A reader writes:
My son who went to elementary school in Newtown many years ago has Aspergers. He was horrified by what happened on Friday. He was afraid to go to school yesterday because he thinks people will assume that because he has Aspergers he is a potential mass murderer.
Parents of children with Aspergers have mercifully risen to the occasion. Another writes:
My 12-year-old son was diagnosed with Asperger's when he was seven. After the shootings at Sandy Hook, I found myself reading obsessively online to find out how journalists were accounting for the horror. Once I read that Adam Lanza had been considered a socially awkward loner, I feared he would be identified as having Asperger's. (I recalled that after the Jeffrey Dahmer killings, an African-American friend told me that she was so glad he was not black.) I have talked to my son about how he may be perceived differently in the wake of Sandy Hook. I have told him he should never participate in the violent joking rhetoric so popular among 12-year-old boys because it could be misconstrued.

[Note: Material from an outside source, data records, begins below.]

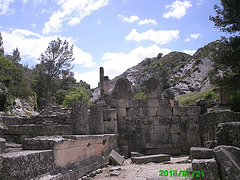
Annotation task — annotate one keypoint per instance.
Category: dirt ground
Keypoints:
(131, 171)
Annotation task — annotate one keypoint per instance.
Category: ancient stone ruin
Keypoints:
(68, 143)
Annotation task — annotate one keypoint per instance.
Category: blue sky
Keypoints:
(115, 34)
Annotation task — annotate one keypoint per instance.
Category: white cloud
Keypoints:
(4, 6)
(82, 58)
(73, 12)
(33, 25)
(130, 19)
(31, 44)
(116, 63)
(177, 9)
(159, 37)
(191, 52)
(195, 36)
(147, 21)
(199, 2)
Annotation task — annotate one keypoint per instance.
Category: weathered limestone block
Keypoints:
(151, 158)
(180, 111)
(228, 158)
(2, 145)
(110, 127)
(122, 103)
(116, 157)
(125, 152)
(122, 89)
(109, 114)
(211, 144)
(153, 103)
(207, 167)
(153, 88)
(96, 125)
(26, 164)
(79, 117)
(201, 153)
(228, 134)
(121, 112)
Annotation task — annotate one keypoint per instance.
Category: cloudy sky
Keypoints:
(115, 34)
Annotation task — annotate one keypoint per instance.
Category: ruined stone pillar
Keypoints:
(96, 125)
(101, 81)
(79, 118)
(105, 85)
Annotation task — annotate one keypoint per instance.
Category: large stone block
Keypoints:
(79, 117)
(207, 167)
(153, 103)
(109, 114)
(110, 127)
(157, 158)
(2, 145)
(228, 158)
(121, 112)
(180, 111)
(228, 134)
(122, 89)
(153, 88)
(26, 164)
(201, 153)
(96, 125)
(116, 157)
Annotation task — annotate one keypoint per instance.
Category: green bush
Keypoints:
(74, 95)
(140, 95)
(60, 96)
(235, 101)
(10, 102)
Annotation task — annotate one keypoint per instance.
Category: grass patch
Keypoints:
(189, 99)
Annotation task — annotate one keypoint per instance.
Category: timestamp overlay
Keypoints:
(175, 173)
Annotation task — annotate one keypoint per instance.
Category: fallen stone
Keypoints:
(151, 158)
(228, 134)
(125, 152)
(115, 173)
(116, 157)
(228, 158)
(201, 153)
(92, 174)
(207, 167)
(2, 145)
(115, 169)
(211, 144)
(99, 171)
(136, 154)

I am a child and adolescent in-home therapist who works with children with severe emotional and behavioral problems. As one of the only male, community-based mental health therapists in my county, I have a caseload mostly made up of very "aggressive" males (often also shy, awkward, insecure, creative, funny once you get to know them, deeply wounded and at their core – human). For them to be eligible to see me, they typically have been hospitalized for serious threats to other people, which are often times family members.